The Department of Energy extended a $1.1 billion lifeline to California’s embattled Diablo Canyon nuclear power plant. Diablo Canyon has become a major flashpoint over what kinds of energy are considered “clean” and what risks policymakers are willing to take to reach their climate goals.
The $1.1 billion in funding, announced yesterday, comes from a $6 billion Civil Nuclear Credit program made possible by the Bipartisan Infrastructure Law Congress passed last year. Diablo Canyon is the first power plant to be awarded credits from the program, which aims to extend the lives of reactors in danger of closing down.

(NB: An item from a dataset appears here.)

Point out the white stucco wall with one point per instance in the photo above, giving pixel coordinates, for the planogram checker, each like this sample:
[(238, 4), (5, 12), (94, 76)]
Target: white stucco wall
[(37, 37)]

The two nuclear reactors at Diablo Canyon were slated to be decommissioned one by one in 2024 and 2025, when their operating licenses expire. They would have joined the 13 commercial reactors that have shuttered across the US in the past decade or so as nuclear energy struggled to compete with cheap solar, wind, and gas prices. PG&E, the utility that operates Diablo Canyon, agreed to a deal in 2016 with environmental groups to close the plant in favor of developing more renewable energy.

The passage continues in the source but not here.